В качестве вступления он также в двух словах описал человека, о котором шла речь. Шестидесятитрехлетнего барона и знатока антиквариата, имевшего докторскую степень в области истории искусства. Состоявшего в браке уже тридцать лет с одной и той же женщиной, отца двух взрослых, уже замужних дочерей и, что самое главное в данной связи, никак не принадлежавшего к числу близких друзей королевской четы, пусть даже он знал их лично и встречался с ними неоднократно в приватной обстановке. Уже в течение двадцати лет он и его супруга снимали виллу, расположенную в паре сотен метров от дворца Дроттнингхольм и находившуюся в ведении дворцовой администрации, и все благодаря его высокородной супруге.
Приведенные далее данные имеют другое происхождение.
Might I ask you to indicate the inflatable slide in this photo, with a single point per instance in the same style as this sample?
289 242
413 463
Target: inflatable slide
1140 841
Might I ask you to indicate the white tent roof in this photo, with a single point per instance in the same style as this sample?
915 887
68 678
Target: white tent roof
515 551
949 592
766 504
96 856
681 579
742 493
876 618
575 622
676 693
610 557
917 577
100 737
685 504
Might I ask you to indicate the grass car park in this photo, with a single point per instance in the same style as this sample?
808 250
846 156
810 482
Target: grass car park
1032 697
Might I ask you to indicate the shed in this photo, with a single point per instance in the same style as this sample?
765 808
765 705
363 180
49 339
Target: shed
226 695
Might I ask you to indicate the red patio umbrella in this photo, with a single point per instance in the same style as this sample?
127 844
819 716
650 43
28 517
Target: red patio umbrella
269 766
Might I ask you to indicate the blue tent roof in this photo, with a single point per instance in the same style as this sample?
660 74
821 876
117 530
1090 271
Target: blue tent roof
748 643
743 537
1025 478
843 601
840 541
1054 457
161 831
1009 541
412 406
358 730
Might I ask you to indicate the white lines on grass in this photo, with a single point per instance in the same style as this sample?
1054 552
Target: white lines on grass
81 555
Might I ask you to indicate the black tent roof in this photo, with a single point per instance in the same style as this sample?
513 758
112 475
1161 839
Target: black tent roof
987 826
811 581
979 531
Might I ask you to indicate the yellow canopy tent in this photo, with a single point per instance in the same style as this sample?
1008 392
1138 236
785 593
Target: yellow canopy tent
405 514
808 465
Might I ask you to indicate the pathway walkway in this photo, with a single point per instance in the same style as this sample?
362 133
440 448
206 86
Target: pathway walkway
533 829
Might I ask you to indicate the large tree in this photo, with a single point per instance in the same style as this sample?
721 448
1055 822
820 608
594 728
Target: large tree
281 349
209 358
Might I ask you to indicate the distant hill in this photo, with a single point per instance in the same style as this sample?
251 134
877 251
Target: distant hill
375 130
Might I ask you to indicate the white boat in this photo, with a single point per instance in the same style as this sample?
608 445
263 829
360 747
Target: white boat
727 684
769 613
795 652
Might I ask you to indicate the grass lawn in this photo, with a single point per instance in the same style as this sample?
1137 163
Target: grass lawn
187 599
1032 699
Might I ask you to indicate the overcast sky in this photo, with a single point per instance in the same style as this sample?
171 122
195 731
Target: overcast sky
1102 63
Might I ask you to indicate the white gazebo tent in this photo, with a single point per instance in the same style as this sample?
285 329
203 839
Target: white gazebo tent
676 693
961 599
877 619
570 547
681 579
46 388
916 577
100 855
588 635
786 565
Несмотря на титул, у самого Ханса Ульрика фон Комера отсутствовали как состояние, так и усадьбы, что сильно обеспокоило его будущего тестя, когда он в один прекрасный день появился и попросил руки его младшей дочери. После определенных сомнений граф, однако, сдался. У него были четыре дочери и один сын, и именно ему предстояло наследовать все немалое недвижимое имущество, которым семейство владело и распоряжалось уже в течение трехсот лет, и для него, по большому счету, именно это стояло на первом месте в жизни. Процветание рода, чтобы старший сын смог передать все далее, в том числе и некогда унаследованные земли.
Так продолжалось уже более трех веков, и так должно было оставаться и в будущем тоже, несмотря на все тревожные современные тенденции. Десять лет назад тесть фон Комера перешел в мир иной в почтенном возрасте девяноста лет, но поскольку его сын жил согласно родовому девизу и традициям отцов, он пребывал в хорошем настроении, когда закончил свой путь земной. Его старшее чадо, единственный наследник мужского пола, был другом детства и очень близким товарищем его величества короля. Достаточно близким, чтобы он сумел добиться небольшой привилегии в форме жилища, находившегося в непосредственной близости к дворцу Дроттнингхольм, для своей младшей сестры и ее мужа, которому выпал менее счастливый жребий, чем ему.